The way we use workplace space has changed forever, and while the future isn’t set in stone, there are emerging patterns which Mach and his team are identifying already - including less space being needed generally, versus an increase in high-functioning collaborative spaces. Spaces that support the decision-making lifeblood functions of knowledge work - wherever that takes place:

 

“I believe [central HQ offices] are going to be complimented in many areas by coworking and serviced offices and on-demand platforms, it's going to have a higher proportion of collaborative and meeting spaces, but it won't be dominated by that activity. 

 

“Our current guess is 50-50 - we still see demand for people coming back and just doing focused work or having more traditional behaviors. Knowledge workers are essentially making decisions within space. And we're finding that post-pandemic, you can do that anywhere, to the degree that we can make those decisions faster, better, cheaper, more socially conscious, and sustainable. 

 

“We're providing a toolset.
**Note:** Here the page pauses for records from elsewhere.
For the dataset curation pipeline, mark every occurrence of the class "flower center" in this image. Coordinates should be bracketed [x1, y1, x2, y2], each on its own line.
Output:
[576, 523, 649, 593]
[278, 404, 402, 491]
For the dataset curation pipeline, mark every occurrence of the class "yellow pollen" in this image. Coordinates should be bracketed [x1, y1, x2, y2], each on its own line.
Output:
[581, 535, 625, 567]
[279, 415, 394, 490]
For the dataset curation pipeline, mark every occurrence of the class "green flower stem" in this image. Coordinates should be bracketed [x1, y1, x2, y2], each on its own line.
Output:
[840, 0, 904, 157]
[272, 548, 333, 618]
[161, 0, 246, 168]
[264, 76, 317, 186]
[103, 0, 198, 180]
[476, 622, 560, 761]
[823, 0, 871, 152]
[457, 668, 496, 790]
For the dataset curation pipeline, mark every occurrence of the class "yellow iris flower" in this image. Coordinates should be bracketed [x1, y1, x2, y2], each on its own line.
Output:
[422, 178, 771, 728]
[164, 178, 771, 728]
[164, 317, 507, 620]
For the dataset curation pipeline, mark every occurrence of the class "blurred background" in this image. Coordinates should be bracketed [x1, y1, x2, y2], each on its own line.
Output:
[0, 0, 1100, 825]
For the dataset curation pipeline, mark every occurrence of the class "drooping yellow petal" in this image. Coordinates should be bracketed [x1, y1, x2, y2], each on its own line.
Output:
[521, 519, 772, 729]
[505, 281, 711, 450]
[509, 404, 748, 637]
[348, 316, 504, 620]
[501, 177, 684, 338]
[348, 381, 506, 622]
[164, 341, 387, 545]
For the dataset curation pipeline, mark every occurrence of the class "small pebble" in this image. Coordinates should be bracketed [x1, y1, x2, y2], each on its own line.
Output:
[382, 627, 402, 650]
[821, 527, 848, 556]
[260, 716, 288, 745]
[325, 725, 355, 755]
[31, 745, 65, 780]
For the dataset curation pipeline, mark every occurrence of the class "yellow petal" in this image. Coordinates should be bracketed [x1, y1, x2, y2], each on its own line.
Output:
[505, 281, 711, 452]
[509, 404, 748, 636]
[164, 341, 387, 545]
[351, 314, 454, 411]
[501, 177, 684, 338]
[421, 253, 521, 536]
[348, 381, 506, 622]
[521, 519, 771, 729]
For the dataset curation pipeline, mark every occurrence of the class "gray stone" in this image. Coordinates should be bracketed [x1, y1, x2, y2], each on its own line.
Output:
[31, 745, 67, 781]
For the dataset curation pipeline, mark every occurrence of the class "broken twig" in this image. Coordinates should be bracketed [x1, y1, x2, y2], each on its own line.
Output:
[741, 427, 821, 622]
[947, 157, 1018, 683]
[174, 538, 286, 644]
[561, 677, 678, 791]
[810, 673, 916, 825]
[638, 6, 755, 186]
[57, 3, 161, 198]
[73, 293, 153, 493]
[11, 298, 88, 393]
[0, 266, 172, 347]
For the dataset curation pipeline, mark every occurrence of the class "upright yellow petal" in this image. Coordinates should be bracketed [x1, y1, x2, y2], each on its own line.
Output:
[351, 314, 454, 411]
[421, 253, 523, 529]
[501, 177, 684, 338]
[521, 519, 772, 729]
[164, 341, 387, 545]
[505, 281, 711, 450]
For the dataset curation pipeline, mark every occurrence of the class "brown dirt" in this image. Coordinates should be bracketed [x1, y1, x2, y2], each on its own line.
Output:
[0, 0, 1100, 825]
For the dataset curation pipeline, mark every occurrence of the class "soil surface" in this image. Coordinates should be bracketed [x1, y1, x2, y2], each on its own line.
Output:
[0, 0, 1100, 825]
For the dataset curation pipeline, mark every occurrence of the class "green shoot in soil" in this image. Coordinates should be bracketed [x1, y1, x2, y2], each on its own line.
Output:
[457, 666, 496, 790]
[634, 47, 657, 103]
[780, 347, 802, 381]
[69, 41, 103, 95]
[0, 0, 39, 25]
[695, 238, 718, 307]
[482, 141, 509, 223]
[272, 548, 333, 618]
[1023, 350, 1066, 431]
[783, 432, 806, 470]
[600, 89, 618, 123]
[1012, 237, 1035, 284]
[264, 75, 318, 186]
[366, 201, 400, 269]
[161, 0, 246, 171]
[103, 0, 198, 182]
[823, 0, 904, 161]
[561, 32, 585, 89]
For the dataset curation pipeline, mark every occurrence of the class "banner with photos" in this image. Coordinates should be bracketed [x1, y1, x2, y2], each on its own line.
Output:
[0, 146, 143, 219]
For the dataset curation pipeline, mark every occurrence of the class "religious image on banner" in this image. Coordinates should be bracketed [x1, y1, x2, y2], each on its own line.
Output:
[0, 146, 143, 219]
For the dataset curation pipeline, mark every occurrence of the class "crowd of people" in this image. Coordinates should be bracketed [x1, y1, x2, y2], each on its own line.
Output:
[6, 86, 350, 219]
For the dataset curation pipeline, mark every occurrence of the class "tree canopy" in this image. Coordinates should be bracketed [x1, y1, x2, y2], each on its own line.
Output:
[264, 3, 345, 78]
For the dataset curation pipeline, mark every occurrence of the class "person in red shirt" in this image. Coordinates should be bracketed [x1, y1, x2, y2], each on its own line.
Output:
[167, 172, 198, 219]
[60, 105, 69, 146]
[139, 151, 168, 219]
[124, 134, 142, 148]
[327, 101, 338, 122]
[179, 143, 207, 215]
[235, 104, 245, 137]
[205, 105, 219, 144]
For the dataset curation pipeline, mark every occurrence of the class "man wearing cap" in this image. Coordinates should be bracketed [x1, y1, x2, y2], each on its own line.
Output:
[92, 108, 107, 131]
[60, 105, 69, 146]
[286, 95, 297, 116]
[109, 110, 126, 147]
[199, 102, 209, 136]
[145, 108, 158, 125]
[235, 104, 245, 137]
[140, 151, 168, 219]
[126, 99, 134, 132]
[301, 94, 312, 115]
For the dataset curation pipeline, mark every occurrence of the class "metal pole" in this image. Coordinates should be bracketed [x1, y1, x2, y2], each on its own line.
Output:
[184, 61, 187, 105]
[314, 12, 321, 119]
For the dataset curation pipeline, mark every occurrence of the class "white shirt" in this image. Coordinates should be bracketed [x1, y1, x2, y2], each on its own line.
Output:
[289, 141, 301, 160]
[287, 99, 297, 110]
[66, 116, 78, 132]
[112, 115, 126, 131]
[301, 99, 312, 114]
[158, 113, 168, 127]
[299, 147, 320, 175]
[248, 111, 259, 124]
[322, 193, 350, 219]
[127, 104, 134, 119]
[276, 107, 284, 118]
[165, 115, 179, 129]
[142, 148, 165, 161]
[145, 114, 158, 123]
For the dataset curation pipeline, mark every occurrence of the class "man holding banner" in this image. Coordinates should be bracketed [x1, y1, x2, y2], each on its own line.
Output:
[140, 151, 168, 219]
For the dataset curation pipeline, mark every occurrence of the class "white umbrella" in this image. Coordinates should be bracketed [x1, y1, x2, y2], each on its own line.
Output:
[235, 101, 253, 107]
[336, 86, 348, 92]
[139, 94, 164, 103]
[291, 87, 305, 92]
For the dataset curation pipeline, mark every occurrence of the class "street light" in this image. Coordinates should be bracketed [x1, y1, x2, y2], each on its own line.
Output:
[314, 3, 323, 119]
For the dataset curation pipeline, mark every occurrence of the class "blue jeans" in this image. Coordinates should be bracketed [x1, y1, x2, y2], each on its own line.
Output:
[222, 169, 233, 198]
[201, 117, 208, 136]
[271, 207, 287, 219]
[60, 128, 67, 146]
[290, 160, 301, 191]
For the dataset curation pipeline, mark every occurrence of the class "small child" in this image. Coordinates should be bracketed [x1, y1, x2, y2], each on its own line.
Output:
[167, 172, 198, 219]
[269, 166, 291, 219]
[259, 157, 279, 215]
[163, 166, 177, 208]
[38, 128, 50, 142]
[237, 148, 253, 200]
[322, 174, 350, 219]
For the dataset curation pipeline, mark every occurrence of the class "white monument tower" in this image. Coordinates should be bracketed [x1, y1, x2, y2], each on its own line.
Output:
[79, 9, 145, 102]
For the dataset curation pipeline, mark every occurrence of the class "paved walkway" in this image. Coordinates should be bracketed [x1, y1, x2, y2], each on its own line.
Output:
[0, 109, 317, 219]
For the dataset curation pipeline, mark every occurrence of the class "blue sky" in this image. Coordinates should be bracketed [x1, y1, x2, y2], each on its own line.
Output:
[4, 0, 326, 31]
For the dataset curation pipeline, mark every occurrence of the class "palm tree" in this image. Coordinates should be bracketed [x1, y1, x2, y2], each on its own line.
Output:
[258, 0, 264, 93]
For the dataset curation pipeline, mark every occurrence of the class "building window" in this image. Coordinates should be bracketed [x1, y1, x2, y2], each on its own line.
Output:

And our toolset now consists of home, the campus, and the on-demand office.  

 

This approach, sometimes called Hub & Spoke, will be influenced by practicalities such as parking and transportation access, influencing both perceptions of safety and ease of use. But Mach sees the third workplace as serving a vital part of future working paradigms - even if it doesn’t represent a large proportion, it can be the connective tissue that integrates the worlds of home and office-based working. “In fact, it may just be the 2 to 5% of your portfolio that adds the perfect complement to your talent’s needs.  You may even find new models of hospitality and lean approaches to replicate in your portfolio, or even joint venture them.

 

“But it is a personal journey for each enterprise,” he concluded.  “Find a good advocate and celebrate successes.”